Gene ontology analysis

Functional enrichment analysis was performed using the Gene Ontology (GO) database (http://geneontology.org), ClusterProfiler R package, and EnrichR [58,59,60]. GO term enrichment was done for biological processes (BP), molecular function (MF) and cellular components (CC) categories. Data were visualized using R ggplot2 package. Terms with adjusted p-value less than 0.05 reported significant.

RNA-seq data processing

Datasets including RNA seq data from SARS-CoV-2-infected samples were extracted from NCBI GEO. Datasets were imported into R studio using built-in “read.csv” function. Digital gene expression lists were generated using edgeR package and “DEGList” function. Data filtration and normalization were performed using Trimmed Mean of M-values (TMM) method via “calcNormFactors” function in edgeR package. Differentially expressed genes (DEGs) were determined from each dataset. T-test were performed to assess differential expression of genes between COVID-19 samples and healthy controls. Benjamini Hochberg method were used for p-value adjustment. To determine the effect size for each gene, the mean ratio of each COVID-19 gene versus the average expression of it in healthy controls were calculated (Fold-Change). Genes with adjusted p-value < 0.05 and |log2 FC| > 1 were considered as DEGs. Furthermore, samples were annotated with NCBI official gene symbols using Homo sapiens annotation package (hgu133plus2.db). The biomaRt package were further used to match Ensembl gene IDs to official gene names extracted from hgu133plus2.db.

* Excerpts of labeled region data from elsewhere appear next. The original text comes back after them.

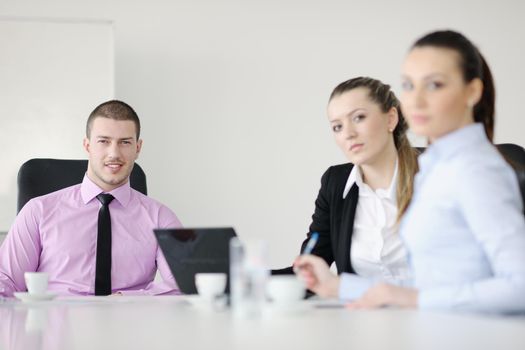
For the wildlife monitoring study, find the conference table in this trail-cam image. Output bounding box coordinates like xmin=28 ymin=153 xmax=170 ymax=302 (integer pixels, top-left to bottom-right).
xmin=0 ymin=296 xmax=525 ymax=350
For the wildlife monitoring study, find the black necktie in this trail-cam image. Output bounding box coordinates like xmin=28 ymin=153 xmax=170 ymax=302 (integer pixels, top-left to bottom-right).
xmin=95 ymin=193 xmax=115 ymax=295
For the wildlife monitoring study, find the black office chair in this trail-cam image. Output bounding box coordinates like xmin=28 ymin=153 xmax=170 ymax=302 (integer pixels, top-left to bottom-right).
xmin=496 ymin=143 xmax=525 ymax=209
xmin=17 ymin=158 xmax=148 ymax=212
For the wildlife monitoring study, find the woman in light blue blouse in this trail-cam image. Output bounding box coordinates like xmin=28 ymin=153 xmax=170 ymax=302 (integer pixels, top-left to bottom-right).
xmin=298 ymin=31 xmax=525 ymax=313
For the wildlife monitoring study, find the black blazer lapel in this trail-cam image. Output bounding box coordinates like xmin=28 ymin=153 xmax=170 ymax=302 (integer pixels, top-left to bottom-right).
xmin=336 ymin=183 xmax=359 ymax=273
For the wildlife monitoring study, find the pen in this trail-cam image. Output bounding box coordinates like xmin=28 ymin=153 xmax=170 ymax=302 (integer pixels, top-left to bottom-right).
xmin=302 ymin=232 xmax=319 ymax=255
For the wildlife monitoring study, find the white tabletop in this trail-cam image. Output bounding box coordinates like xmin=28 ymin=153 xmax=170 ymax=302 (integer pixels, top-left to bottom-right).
xmin=0 ymin=296 xmax=525 ymax=350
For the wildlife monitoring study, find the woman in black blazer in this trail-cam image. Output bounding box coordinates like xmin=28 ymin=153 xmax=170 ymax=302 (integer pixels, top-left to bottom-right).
xmin=272 ymin=77 xmax=417 ymax=298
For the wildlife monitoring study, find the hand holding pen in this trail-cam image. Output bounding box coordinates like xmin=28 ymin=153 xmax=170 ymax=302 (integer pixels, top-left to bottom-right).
xmin=293 ymin=232 xmax=319 ymax=273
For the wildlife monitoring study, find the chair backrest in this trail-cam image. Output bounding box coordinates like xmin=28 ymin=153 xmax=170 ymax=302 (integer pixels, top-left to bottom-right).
xmin=496 ymin=143 xmax=525 ymax=209
xmin=17 ymin=158 xmax=147 ymax=212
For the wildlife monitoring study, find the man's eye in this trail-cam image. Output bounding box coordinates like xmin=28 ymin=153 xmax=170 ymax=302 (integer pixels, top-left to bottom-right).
xmin=352 ymin=114 xmax=366 ymax=123
xmin=401 ymin=80 xmax=414 ymax=91
xmin=427 ymin=81 xmax=443 ymax=90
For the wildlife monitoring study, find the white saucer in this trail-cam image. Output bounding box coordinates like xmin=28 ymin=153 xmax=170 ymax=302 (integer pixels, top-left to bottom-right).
xmin=14 ymin=292 xmax=57 ymax=302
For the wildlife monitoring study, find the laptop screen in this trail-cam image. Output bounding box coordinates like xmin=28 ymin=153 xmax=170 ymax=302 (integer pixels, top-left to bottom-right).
xmin=154 ymin=227 xmax=236 ymax=294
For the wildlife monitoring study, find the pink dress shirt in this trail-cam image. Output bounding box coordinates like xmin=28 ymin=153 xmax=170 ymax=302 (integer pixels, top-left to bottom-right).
xmin=0 ymin=176 xmax=182 ymax=297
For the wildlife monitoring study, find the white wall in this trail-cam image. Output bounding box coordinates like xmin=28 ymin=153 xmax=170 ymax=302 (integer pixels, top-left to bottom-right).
xmin=0 ymin=17 xmax=115 ymax=230
xmin=0 ymin=0 xmax=525 ymax=266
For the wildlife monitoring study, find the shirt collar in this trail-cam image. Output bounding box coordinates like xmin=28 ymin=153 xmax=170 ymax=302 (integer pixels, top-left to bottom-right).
xmin=80 ymin=174 xmax=131 ymax=207
xmin=418 ymin=123 xmax=487 ymax=169
xmin=343 ymin=157 xmax=398 ymax=199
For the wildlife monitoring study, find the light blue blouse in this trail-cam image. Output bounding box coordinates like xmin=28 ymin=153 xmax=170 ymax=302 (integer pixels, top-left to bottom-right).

Gene set enrichment analysis

DEGs were extracted from datasets according to the above-mentioned pipeline. In the next step, DEGs from each dataset were sorted according to their FC. GSEA analyses were performed using the “GSEA” function of clusterProfiler package in R software. C2 category of the Msigdb was used as gene sets in our GSEA. p-values less than 0.05 were considered to indicate significant enrichment. GSEA results were visualized with “gseaplot2” function of R software’s enrichplot package.